Proof. This proof is only for discrete distributions.
Let
S(\mathbf{X}) be any ancillary statistic. Then
P(S(\mathbf{X})=s) does not depend on
\theta. Also the conditional probability
\begin{equation}
P(S(\mathbf{X})=s|T(\mathbf{X})=t)=P(\mathbf{X}\in\{\mathbf{x}:S(\mathbf{X})=s\}|T(\mathbf{X})=t)
\tag{6.11}
\end{equation}
does not depend on
\theta because
T(\mathbf{X})=t is a sufficient statistic.
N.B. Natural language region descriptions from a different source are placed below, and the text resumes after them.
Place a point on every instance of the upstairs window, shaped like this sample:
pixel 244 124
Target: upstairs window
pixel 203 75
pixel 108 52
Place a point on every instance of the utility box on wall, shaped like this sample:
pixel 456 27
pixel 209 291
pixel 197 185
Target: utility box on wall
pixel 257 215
Thus, to show
S(\mathbf{X}) and
T(\mathbf{X}) are independent, it is sufficient to show
\begin{equation}
P(S(\mathbf{X})=s|T(\mathbf{X})=t)=P(S(\mathbf{X})=s)
\tag{6.12}
\end{equation}
for all
t\in\mathcal{T}. Now
\begin{equation}
P(S(\mathbf{X})=s)=\sum_{t\in\mathcal{T}}P(S(\mathbf{X})=s|T(\mathbf{X})=t)P_{\theta}(T(\mathbf{X})=t)
\tag{6.13}
\end{equation}
Furthermore, since
\sum_{t\in\mathcal{T}}P_{\theta}(T(\mathbf{X})=t)=1, we have
\begin{equation}
P(S(\mathbf{X})=s)=P(S(\mathbf{X})=s)\sum_{t\in\mathcal{T}}P_{\theta}(T(\mathbf{X})=t)=\sum_{t\in\mathcal{T}}=P(S(\mathbf{X})=s)P_{\theta}(T(\mathbf{X})=t)
\tag{6.14}
\end{equation}
Therefore, if we define the statistic
\begin{equation}
g(t)=P(S(\mathbf{X})=s|T(\mathbf{X})=t)-P(S(\mathbf{X})=s)
\tag{6.15}
\end{equation}
then from
(6.13) and
(6.14) we have
\begin{equation}
E_{\theta}g(T)=\sum_{t\in\mathcal{T}}g(t)P_{\theta}(T(\mathbf{X})=t)=0,\forall \theta
\tag{6.15}
\end{equation}
Since
T(\mathbf{X}) is a complete statistic, this implies that
g(t)=0 for all possible values of
t\in\mathcal{T}. Hence
(6.12) is verified.
Theorem 6.2 (Complete Statistics in Exponential Family) Let X_1,\cdots,X_n be i.i.d. observations from an exponential family with pdf or pmf of the form
\begin{equation}
f(x|\boldsymbol{\theta})=h(x)c(\boldsymbol{\theta})exp(\sum_{j=1}^k\omega(\theta_j)t_j(x))
\tag{6.16}
\end{equation}
where \boldsymbol{\theta}=(\theta_1,\cdots,\theta_k). Then the statistic T(\mathbf{X})=(\sum_{i=1}^nt_1(X_i),\cdots,\sum_{i=1}^nt_k(X_i)) is complete as long as the parameter space \Theta contains an open set in \mathbb{R}^k.
Example 6.7 (Using Basu Theorem-I) Let
X_1,\cdots,X_n be i.i.d. exponential observations with parameter
\theta. Consider computing the expected value of
g(\mathbf{X})=\frac{X_n}{X_1+\cdots+X_n}. By Example
6.3,
g(\mathbf{X}) is an ancillary statistic. The exponential distribution is also from exponential family with
t(x)=x, so by Theorem
6.2,
T(\mathbf{X})=\sum_{i=1}^nX_i is a complete statistic and by Theorem
5.2 and
5.3 T(\mathbf{X}) is also a minimal sufficient statistic. Hence, by Basu Theorem,
T(\mathbf{X}) and
g(\mathbf{X}) are independent. Thus, we have
\begin{equation}
\theta=E_{\theta}X_n=E_{\theta}T(\mathbf{X})g(\mathbf{X})=(E_{\theta}T(\mathbf{X}))(E_{\theta}g(\mathbf{X}))=n\theta E_{\theta}g(\mathbf{X})
\tag{6.17}
\end{equation}
Hence, for any
\theta,
E_{\theta}g(\mathbf{X})=n^{-1}.
Minimality of the sufficient statistic was not used in the proof of Basu Theorem. The theorem is true with this word omitted becasue a fundamental property of a complete statistic is that it is minimal.
Theorem 6.3 If a minimal sufficient statistic exists, then any complete statistic is also a minimal sufficient statistic.